Au début de la saison des pluies cependant, des vagues successives de dispersion impliquant un nombre important de mouches peuvent se produire. C’est ainsi que des zones nettoyées peuvent être recolonisées par G. m. submorsitans au rythme de 5 à 15 km par an et par G. palpalis à raison de 3 à 10 km par an (41).

Les glossines peuvent suivre les troupeaux de bestiaux, les humains ou encore être transportées passivement sur de grandes distances par des véhicules, des bateaux ou des trains, ce qui constitue une source de ré-invasion et de dispersion des trypanosomes.

4.7.7 Lieux de repos

La connaissance des lieux de repos diurnes des glossines permet de les combattre efficacement par des épandages sélectifs d’insecticides au niveau du sol (39,42).

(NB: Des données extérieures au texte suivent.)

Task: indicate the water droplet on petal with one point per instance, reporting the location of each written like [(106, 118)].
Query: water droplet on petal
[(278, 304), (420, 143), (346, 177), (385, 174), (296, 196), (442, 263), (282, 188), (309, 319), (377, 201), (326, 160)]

Ces lieux se caractérisent par une température, un degré d’humidité et un éclairement qui se situent dans les limites les plus favorables, avec des valeurs qui sont très différentes (microclimat) de celles des conditions ambiantes (macroclimat). Les mouches se reposent pendant la plus grande partie de la journée, généralement près du sol, sur les parties ligneuses vivantes de la végétation. Aux petites heures du matin, elles optent pour la face ensoleillée des plantes, mais dès que la température monte, un phototactisme négatif les amène à se réfugier vers les endroits ombreux de leur habitat, comme la face inférieure des branches ou des broussailles, les trous d’arbres et les accidents ombragés du terrain ou encore sous les grosses racines. Ce sont des endroits où la température est souvent de 8 à 10 °C plus basse que la température ambiante. Elles ont une préférence pour les troncs ou les branches de diamètre supérieur à 20−30 cm (G.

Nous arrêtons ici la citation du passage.